Estes dois factores combinados garantiam a nossa segurança: a dos rapazes e a
do meu coração. Uma mãe não tem grande espaço de manobra para o romantismo.
Talvez por isso tenha perdido tanto tempo na Internet a confirmar o que me contava.
Ainda ele não me tinha dito o seu nome completo, já eu tinha desencantado os
artigos científicos que tinha publicado nos últimos anos. Por seu lado, ele
também pensou que tinha uma confortável margem de segurança para avançar: eu
tinha filhos, nunca poderia segui-lo na sua aventura. Mas podíamos ser amigos.

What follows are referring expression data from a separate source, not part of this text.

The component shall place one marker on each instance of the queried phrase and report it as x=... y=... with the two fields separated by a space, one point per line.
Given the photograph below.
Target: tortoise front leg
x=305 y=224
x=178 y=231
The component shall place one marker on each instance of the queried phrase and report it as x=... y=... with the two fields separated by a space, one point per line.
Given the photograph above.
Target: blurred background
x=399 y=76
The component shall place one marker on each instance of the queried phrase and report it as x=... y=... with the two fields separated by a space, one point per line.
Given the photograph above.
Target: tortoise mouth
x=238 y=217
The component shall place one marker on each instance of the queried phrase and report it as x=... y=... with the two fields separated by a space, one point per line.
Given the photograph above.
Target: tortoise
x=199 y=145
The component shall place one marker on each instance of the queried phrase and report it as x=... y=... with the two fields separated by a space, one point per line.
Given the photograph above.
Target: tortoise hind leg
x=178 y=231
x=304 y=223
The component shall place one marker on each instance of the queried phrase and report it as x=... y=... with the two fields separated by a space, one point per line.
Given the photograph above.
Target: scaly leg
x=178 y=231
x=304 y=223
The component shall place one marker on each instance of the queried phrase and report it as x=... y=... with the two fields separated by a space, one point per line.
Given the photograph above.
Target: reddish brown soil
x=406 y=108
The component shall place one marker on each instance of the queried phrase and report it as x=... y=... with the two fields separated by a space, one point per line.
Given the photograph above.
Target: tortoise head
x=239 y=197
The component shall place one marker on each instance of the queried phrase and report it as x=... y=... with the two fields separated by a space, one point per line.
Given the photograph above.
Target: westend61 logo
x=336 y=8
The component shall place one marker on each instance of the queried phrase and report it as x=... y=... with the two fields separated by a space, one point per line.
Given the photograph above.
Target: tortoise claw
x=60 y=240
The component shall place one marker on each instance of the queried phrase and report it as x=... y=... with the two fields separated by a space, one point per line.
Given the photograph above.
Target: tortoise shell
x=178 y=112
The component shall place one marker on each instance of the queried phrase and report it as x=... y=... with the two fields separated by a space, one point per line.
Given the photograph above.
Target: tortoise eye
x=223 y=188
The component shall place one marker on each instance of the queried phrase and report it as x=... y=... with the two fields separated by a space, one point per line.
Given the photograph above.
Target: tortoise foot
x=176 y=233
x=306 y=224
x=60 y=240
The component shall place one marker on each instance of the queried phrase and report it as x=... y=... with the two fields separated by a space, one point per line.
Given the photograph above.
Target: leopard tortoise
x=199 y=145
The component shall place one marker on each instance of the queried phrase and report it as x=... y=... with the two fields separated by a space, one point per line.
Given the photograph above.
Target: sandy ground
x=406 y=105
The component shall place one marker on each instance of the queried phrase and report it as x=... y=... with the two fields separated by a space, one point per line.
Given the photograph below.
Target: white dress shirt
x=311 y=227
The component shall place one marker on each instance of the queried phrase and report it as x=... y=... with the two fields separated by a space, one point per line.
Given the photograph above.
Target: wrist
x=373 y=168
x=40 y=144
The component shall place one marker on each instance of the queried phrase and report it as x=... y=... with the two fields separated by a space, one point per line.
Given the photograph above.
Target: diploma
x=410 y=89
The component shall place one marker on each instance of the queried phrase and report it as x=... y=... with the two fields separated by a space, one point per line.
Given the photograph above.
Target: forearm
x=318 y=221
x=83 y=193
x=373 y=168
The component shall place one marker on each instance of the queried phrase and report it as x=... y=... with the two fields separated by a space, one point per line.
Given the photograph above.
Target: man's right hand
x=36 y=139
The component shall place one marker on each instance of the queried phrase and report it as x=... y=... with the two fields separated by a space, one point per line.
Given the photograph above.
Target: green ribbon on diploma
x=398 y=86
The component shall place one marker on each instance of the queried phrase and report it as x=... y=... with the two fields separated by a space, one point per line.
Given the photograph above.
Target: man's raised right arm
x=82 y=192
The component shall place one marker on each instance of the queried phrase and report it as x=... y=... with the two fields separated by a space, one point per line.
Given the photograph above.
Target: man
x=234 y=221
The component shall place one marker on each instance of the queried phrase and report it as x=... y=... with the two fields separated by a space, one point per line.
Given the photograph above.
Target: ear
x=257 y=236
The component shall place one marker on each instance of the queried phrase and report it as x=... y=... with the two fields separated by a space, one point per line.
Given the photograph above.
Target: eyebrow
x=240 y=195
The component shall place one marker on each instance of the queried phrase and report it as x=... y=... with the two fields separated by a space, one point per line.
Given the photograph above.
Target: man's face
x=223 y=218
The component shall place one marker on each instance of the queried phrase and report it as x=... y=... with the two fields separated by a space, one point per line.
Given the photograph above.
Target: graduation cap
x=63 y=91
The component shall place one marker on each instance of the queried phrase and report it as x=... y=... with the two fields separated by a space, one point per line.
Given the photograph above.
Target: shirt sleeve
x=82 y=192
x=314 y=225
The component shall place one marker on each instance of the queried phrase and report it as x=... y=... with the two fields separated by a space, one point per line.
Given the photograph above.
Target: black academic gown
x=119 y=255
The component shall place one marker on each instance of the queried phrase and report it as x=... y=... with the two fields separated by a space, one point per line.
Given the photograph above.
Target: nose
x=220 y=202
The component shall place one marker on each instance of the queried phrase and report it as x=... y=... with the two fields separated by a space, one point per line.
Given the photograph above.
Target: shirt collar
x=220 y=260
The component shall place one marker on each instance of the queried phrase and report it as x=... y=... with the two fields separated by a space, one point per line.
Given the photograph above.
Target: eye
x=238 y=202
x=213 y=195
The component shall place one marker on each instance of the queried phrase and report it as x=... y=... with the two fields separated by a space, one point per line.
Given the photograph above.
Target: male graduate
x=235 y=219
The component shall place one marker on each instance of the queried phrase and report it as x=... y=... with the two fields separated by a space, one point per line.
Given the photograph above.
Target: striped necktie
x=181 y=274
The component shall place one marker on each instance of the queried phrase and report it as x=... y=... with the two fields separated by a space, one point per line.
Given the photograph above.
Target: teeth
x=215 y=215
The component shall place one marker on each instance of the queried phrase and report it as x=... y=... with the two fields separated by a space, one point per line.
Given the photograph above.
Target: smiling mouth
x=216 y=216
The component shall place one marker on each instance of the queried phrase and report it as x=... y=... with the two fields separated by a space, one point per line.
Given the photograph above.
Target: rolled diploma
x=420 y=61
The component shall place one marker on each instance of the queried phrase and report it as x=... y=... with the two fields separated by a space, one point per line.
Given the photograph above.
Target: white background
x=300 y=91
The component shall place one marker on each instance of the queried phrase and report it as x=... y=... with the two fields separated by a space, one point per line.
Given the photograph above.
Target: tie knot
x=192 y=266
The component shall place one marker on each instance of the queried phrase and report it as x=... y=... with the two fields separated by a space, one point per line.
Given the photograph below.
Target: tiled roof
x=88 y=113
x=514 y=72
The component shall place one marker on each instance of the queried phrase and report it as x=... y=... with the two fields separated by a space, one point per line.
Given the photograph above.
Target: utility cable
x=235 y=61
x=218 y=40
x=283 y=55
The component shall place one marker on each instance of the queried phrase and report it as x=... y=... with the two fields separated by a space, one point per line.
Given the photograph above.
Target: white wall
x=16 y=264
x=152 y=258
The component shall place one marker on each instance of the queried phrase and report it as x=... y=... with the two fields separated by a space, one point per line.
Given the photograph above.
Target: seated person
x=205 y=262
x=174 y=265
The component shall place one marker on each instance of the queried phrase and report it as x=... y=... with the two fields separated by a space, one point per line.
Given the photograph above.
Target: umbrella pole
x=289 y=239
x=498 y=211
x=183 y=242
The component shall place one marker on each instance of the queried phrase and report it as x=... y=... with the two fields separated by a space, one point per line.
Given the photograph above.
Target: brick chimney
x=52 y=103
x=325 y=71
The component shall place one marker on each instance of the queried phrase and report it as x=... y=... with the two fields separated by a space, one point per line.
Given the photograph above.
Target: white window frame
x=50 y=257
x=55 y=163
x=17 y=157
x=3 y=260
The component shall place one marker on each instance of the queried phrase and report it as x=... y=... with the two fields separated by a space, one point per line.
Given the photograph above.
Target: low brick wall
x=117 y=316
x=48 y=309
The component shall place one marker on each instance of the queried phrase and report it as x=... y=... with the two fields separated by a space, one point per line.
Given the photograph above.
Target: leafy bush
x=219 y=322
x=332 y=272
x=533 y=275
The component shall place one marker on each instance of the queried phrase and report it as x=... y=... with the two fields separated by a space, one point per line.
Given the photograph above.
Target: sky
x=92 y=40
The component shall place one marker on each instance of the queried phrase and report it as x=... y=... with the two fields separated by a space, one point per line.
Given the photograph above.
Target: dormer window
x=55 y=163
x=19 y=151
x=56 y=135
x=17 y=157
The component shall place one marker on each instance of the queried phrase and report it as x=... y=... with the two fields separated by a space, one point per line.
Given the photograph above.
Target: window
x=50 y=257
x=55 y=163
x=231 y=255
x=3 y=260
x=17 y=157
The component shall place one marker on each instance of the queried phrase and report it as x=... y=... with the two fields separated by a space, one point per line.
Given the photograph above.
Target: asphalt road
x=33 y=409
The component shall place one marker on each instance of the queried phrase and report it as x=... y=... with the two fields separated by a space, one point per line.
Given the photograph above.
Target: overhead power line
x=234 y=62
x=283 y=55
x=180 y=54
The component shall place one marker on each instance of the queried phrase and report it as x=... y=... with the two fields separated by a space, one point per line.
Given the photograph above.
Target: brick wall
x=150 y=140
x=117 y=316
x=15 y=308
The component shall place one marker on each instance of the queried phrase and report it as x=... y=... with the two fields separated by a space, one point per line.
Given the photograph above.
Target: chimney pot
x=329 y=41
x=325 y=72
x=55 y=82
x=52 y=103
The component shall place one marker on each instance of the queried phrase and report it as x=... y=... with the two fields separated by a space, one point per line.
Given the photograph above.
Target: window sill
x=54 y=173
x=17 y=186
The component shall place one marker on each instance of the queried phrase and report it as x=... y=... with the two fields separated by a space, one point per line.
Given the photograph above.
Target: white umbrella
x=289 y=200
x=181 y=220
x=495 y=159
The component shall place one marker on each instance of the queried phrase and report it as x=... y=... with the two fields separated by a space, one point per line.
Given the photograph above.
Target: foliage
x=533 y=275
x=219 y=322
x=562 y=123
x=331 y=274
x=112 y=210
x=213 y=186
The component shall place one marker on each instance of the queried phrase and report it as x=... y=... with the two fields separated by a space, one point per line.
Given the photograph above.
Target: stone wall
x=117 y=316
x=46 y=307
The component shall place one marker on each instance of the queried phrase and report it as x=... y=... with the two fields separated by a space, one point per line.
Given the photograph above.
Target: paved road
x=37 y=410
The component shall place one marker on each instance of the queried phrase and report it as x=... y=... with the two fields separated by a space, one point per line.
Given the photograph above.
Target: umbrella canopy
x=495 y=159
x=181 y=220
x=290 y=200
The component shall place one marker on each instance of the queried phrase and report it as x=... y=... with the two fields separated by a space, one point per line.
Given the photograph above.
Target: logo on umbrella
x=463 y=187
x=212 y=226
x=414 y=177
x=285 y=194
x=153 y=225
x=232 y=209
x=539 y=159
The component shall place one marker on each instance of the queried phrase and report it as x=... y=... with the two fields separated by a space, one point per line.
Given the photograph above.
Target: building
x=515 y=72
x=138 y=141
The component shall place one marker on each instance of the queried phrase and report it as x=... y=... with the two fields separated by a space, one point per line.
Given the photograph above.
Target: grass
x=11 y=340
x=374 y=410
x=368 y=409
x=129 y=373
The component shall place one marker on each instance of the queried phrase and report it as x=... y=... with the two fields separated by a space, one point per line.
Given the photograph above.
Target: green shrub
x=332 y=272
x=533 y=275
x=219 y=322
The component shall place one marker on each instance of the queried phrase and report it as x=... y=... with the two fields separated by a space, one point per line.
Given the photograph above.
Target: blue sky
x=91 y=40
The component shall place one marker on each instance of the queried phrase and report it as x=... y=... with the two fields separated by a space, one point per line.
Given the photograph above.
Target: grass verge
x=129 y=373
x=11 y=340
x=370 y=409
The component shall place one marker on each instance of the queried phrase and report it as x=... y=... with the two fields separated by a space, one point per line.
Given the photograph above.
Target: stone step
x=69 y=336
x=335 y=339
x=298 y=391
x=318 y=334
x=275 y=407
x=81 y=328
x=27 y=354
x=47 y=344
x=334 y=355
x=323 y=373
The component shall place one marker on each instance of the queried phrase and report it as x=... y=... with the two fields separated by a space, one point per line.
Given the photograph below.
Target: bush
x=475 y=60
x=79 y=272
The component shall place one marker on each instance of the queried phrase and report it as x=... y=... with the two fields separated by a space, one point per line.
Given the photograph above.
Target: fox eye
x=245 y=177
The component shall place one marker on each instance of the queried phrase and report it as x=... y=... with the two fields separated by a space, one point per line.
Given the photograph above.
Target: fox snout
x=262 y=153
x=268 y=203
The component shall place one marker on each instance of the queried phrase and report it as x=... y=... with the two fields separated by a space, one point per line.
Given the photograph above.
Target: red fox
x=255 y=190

Ambos precisávamos desesperadamente de um amigo. E, assim, ficámos o
Principezinho e a Raposa. Até hoje.
Quando
finalmente nos encontrámos pela primeira vez, foi romântico. Porque eu tinha
ido a Liège e mandei-lhe uma mensagem a dizer que seria engraçado se nos
cruzássemos sem saber. Passado umas horas, ele respondeu-me a dizer que tinha
passado a tarde à chuva, à minha procura pelas ruas do centro. E eu, que já
estava em casa com os rapazes, achei aquilo tão bonito que o convidei para
jantar. Um simples jantar a quatro, como não podia deixar de ser. Mas foi um
jantar romântico. Passámos o serão a passear pelos bosques de Malempré. Nas
Ardenas não chovia, nevava. E a madrugada a conversar na minha sala de paredes
azuis, ainda tão vazia de móveis. Ainda tão vazia de tudo, porque a nossa nova
vida estava apenas a começar. No dia seguinte, voltámos a encontrar-nos
para jantar. Os quatro, pois claro. Ele trouxe clementinas. Desta vez,
perdemo-nos noite dentro, no meio da floresta cheia de neve. Agora, olhando para
trás, penso que nos perdemos também em sentido figurado. Porque nos
encontrámos. Nenhum de nós teria tido a coragem de se apaixonar se não nos
tivéssemos perdido, algures, pelo caminho. Perdemos certamente o nosso espaço
de segurança.
Apaixonarmo-nos
é sempre um acto de romantismo. Com mais ou menos coragem. Com mais ou menos
loucura. Mas, depois, há que dar o salto de fé. E a verdade é que nenhum de nós
estava disposto a isso. Nenhum de nós estava preparado para isso. Eu ainda
estava num processo de redescoberta, a tentar perceber o que queria fazer,
nesta minha segunda existência. Ele estava prestes a lançar-se na aventura da
sua vida, um périplo solitário de dois anos meticulosamente preparado, com
muitos milhares de quilómetros a pé. Os meses foram passando. E ele foi
ficando. Cada vez mais envolvido na nossa vida. Na nossa casa. Na casinha de
pedra de Malempré, que começava a tomar forma. A data da suposta partida
passou, sem que nenhum de nós ousasse falar no assunto abertamente. Mas eu
percebi que ele tinha desistido do sonho por nós. Para ficar connosco. Este foi
o salto de fé do meu amor.
Entretanto,
entrou em pânico. Estávamos em meados de Julho. Um dia, depois de um
fim-de-semana perfeito, anunciou-me que se ia embora. Dali a quinze dias. Ia-se
embora, não para cumprir o seu sonho. Ia trabalhar para Itália, sem data de
regresso. Ficaria a pouco mais de uma hora de avião de distância, mas viria
visitar-nos todos os meses. E sempre que precisássemos. Demorou muito tempo a partir, porque não se conseguia ir embora. Nessa altura, pensei
que seria a ocasião ideal para acabarmos. Não acredito em histórias de amor à
distância. E admito que também estava um bocadinho em pânico. Depois, pensei
melhor. Lembrei-me de uma amiga, que dizia: “o que é nosso, a nós há-de vir”. E
decidi abrir mão calmamente. Este foi o meu salto de fé.
Nunca
me senti verdadeiramente triste. Ou abandonada. Ou sozinha. O meu amor não
deixou. Fiquei contente por voltar a viver só com os rapazes. Por recuperar
a minha existência, que aquela relação tinha virado por completo do avesso.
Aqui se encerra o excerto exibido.